I have a inital dataframe:
df = pd.DataFrame({
'job': ['job1', None, None, 'job3', None, None, 'job4', None, None, None, 'job5', None, None, None, 'job6', None, None, None, None],
'name': ['n_j1', None, None, 'n_j3', None, None, 'n_j4', None, None, None, 'nj5', None, None, None, 'nj6', None, None, None, None],
'schedule': ['01', None, None, '06', None, None, '09', None, None, None, None, None, None, None, None, None, None, None, None],
'task_type': ['START', 'TA', 'END', 'START', 'TB', 'END', 'START', 'TB', 'TB', 'END', 'START', 'TA', 'TA', 'END', 'START', 'TA', 'TA', 'TA', 'END'],
'task': [None, 'task12', None, None, 'task31', None, None, 'task18', 'nt6', None, None, 'task3', 'task7', None, None, 'task19', 'task6', 'task88', None],
'task_name': [None, 'name_t12', None, None, 'name_t31', None, None, 'name_t18', 'n_t5', None, None, 'name_t33', 'n7', None, None, 'name_t19', 'n6', 'n88', None]
})
job name schedule task_type task task_name
0 job1 n_j1 01 START None None
1 None None None TA task12 name_t12
2 None None None END None None
3 job3 n_j3 06 START None None
4 None None None TB task31 name_t31
5 None None None END None None
6 job4 n_j4 09 START None None
7 None None None TB task18 name_t18
8 None None None TB nt6 n_t5
9 None None None END None None
10 job5 nj5 None START None None
11 None None None TA task3 name_t33
12 None None None TA task7 n7
13 None None None END None None
14 job6 nj6 None START None None
15 None None None TA task19 name_t19
16 None None None TA task6 n6
17 None None None TA task88 n88
18 None None None END None None
My expected result is:
job name schedule types tasks n_names
0 job1 n_j1 01 [TA] [task12] [name_t12]
1 job3 n_j3 06 [TB] [task31] [name_t31]
2 job4 n_j4 09 [TB, TB] [task18, nt6] [name_t18, n_t5]

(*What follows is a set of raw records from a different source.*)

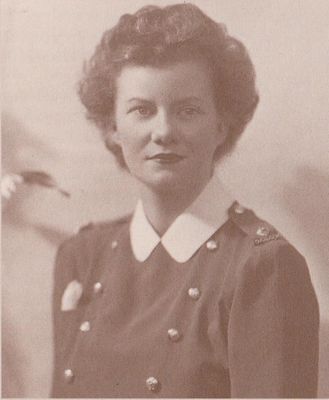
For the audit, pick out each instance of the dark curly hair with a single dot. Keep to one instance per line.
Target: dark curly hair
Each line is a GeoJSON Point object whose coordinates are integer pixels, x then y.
{"type": "Point", "coordinates": [157, 36]}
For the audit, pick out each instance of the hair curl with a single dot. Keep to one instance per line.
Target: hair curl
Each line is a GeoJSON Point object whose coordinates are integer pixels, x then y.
{"type": "Point", "coordinates": [157, 36]}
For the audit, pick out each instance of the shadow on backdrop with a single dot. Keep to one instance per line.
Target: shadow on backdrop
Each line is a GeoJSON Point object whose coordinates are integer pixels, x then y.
{"type": "Point", "coordinates": [307, 200]}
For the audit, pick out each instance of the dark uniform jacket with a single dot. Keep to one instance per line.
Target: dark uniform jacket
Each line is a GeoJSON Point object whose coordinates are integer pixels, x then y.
{"type": "Point", "coordinates": [238, 319]}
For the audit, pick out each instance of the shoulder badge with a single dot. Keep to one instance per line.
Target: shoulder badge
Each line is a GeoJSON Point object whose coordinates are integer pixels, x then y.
{"type": "Point", "coordinates": [261, 231]}
{"type": "Point", "coordinates": [86, 227]}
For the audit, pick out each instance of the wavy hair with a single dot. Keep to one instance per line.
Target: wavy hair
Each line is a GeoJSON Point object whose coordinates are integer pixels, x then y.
{"type": "Point", "coordinates": [155, 36]}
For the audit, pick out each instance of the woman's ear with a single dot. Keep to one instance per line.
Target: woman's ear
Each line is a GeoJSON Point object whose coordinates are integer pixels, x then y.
{"type": "Point", "coordinates": [222, 132]}
{"type": "Point", "coordinates": [115, 137]}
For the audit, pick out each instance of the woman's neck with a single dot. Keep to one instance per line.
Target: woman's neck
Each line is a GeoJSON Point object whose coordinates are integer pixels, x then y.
{"type": "Point", "coordinates": [163, 207]}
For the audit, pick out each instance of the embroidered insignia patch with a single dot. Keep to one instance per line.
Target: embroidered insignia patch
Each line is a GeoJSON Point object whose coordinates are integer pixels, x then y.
{"type": "Point", "coordinates": [264, 239]}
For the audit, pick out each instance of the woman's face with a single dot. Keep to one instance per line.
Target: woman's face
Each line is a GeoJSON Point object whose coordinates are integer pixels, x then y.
{"type": "Point", "coordinates": [167, 124]}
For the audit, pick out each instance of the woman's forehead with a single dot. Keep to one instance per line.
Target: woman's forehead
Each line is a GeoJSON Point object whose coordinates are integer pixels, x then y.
{"type": "Point", "coordinates": [178, 80]}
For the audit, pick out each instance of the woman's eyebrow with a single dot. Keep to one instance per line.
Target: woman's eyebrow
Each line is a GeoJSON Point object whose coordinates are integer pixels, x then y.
{"type": "Point", "coordinates": [187, 100]}
{"type": "Point", "coordinates": [139, 99]}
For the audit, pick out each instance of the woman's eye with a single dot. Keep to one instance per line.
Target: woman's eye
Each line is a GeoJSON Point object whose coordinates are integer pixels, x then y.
{"type": "Point", "coordinates": [189, 112]}
{"type": "Point", "coordinates": [141, 111]}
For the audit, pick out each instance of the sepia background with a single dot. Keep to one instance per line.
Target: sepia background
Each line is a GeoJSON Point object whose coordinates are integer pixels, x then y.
{"type": "Point", "coordinates": [280, 168]}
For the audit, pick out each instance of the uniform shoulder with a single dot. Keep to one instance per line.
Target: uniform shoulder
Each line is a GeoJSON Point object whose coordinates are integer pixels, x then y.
{"type": "Point", "coordinates": [95, 233]}
{"type": "Point", "coordinates": [256, 229]}
{"type": "Point", "coordinates": [111, 225]}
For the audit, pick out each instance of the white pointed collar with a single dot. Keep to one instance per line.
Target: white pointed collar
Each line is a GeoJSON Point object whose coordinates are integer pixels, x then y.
{"type": "Point", "coordinates": [189, 231]}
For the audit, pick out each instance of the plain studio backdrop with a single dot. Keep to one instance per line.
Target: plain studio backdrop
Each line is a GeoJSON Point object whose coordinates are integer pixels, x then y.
{"type": "Point", "coordinates": [280, 168]}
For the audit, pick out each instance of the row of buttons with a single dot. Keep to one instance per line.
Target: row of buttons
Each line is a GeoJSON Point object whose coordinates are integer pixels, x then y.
{"type": "Point", "coordinates": [173, 334]}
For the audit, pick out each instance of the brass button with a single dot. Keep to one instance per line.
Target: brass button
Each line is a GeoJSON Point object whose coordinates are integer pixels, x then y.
{"type": "Point", "coordinates": [98, 288]}
{"type": "Point", "coordinates": [68, 375]}
{"type": "Point", "coordinates": [152, 384]}
{"type": "Point", "coordinates": [263, 231]}
{"type": "Point", "coordinates": [85, 326]}
{"type": "Point", "coordinates": [194, 293]}
{"type": "Point", "coordinates": [239, 209]}
{"type": "Point", "coordinates": [173, 334]}
{"type": "Point", "coordinates": [211, 245]}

3 job5 nj5 None [TA, TA] [task3, task7] [name_t33, n7]
4 job6 nj6 None [TA, TA, TA] [task19, task6, task88] [name_t19, n6, n88]
grouped by a job
with listed its tasks, where tasks are defined by task_type
between START and END
What I came up with so far:
handling None:
df[['job', 'name', 'schedule']] = df[['job', 'name', 'schedule']].fillna(method='ffill')
filtering rows for desired task types:
df[df['task_type'].isin(['TA', 'TB'])]
grouping the data:
df.groupby(['job', 'name', 'schedule']).apply(lambda x: [list(x['task_type']), list(x['task']), list(x['task_name'])]).apply(pd.Series).reset_index(names=['job', 'name', 'schedule'])
But the results is not what expect:
job name schedule 0 1 2
0 job1 n_j1 01 [TA] [task12] [name_t12]
1 job3 n_j3 06 [TB] [task31] [name_t31]
2 job4 n_j4 09 [TB, TB] [task18, nt6] [name_t18, n_t5]
3 job5 nj5 09 [TA, TA] [task3, task7] [name_t33, n7]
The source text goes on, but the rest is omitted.